Masyarakat Air Kiliran sangat tergantung hidupnya pada hutan sebagai tempat tinggal, sumber pangan, aktivitas religi, dan aktivitas lainnya. Dari hasil wawancara dengan penduduk Air Kiliran menunjukkan bahwa 100 % masyarakat membuka kebun di dalam kawasan hutan, baik yang hanya membuka di dalam hutan ataupun di dalam dan di luar hutan. Rata-rata luas lahan garapan masyarakat setiap kepala keluarga adalah 2,5 hektar; dengan demikian jika dirata-ratakan berdasarkan jumlah petani dan luas lahan garapan serta kepemilikan lahannya, maka setiap kepala keluarga petani di desa ini memiliki luas lahan di dalam kawasan hutan sekitar 1,6 hektar. Jika setiap kepala keluarga membuka lahan kebun di hutan seluas 1,6 hektar, maka lahan hutan yang terbuka di desa ini telah mencapai 443,5 hektar, dan akan terus bertambah sejalan dengan meningkatnya jumlah penduduk dan jumlah penduduk dari luar Dusun. Berdasarkan letak lokasinya, kebun masyarakat dibagi menjadi dua kelompok, yakni kebun yang terletak di dalam kawasan hutan lindung dan di luar kawasan hutan lindung. Perlakuan untuk kebunnya, baik yang di dalam atau di luar hutan, relatif sama dan umumnya hanya ditanami tanaman pokok kopi dan tanaman pengisi lainnya seperti jengkol, cengkeh. jahe, lada, dan tanaman sayuran. Hasil pertanian lainnya umumnya digunakan sendiri untuk pemenuhan kebutuhan hidup sehari-hari, karena itu pendapatan petani di Air Kiliran sangat ditentukan oleh jumlah produksi yang mereka tanam.

Penetapan status hutan di wilayah Masyarakat Hukum Adat Air Kiliran secara sepihak tersebut telah memicu konflik antara masyarakat dan negara. Masyarakat Hukum Adat Air Kiliran yang sejatinya merupakan penyandang hak atas tanah-hutan yang ditetapkan sebagai hutan negara tersebut mengalami perlakuan secara tidak adil. Mereka diusir dari lahan yang telah mereka garap secara turun temurun, tumbuhan yang ditanam ditebang, bahkan diberi label sebagai perusak hutan dan pelanggar aturan.

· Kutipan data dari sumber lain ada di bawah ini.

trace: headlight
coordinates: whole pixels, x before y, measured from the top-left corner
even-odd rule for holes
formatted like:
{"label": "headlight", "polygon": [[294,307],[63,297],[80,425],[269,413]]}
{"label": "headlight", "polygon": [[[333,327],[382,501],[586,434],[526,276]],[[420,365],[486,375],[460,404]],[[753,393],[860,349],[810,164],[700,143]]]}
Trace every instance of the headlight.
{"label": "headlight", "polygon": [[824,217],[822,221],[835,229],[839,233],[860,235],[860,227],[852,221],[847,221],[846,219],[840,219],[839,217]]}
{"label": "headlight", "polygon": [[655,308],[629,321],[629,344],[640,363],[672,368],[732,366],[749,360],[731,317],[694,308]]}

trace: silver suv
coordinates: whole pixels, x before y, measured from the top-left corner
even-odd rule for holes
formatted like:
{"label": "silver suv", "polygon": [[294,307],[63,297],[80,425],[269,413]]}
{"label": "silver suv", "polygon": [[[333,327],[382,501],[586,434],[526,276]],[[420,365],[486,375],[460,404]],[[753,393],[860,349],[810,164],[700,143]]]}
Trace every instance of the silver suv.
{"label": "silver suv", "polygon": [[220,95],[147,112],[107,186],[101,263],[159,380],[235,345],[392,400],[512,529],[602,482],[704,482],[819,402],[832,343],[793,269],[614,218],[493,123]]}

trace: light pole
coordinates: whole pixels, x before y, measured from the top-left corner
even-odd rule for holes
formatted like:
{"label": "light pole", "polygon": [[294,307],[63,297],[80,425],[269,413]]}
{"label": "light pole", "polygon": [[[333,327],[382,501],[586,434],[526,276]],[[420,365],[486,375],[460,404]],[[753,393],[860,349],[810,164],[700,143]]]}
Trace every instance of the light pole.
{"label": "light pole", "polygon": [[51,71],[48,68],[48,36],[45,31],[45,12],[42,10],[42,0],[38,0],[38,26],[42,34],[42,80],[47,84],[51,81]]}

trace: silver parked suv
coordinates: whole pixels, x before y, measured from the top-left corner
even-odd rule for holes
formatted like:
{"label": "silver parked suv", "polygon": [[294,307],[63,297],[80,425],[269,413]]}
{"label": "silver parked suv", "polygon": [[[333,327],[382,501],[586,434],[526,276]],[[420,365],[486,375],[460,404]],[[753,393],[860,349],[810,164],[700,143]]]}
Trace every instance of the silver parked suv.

Konflik yang belum kunjung terselesaikan tersebut mengakibatkan Masyarakat Hukum Adat Air Kiliran kehilangan sumber penghidupan, material pelaksanaan hukum adat dan kearifan tradisional dalam pengelolaan sumber daya alam/hutan. Kondisi yang dialami oleh Masyarakat hukum adat Prugan Air Kiliran saat ini menggambarkan kondisi di mana individu atau kelompok tidak memiliki akses yang memadai terhadap sumber daya, layanan, atau kesempatan yang diperlukan. Masyarakat hukum adat Air Kiliran dipinggirkan sehingga tidak memiliki akses penuh atau setara terhadap berbagai aspek kehidupan, seperti pendidikan, kesehatan, dan ekonomi dan mereka mengalami exclusion (pengecualian), mereka seperti disengaja dikeluarkan atau tidak diberi kesempatan untuk mengakses sesuatu, baik itu informasi, sumber daya alam, atau partisipasi dalam sistem pemerintahan dan pembangunan.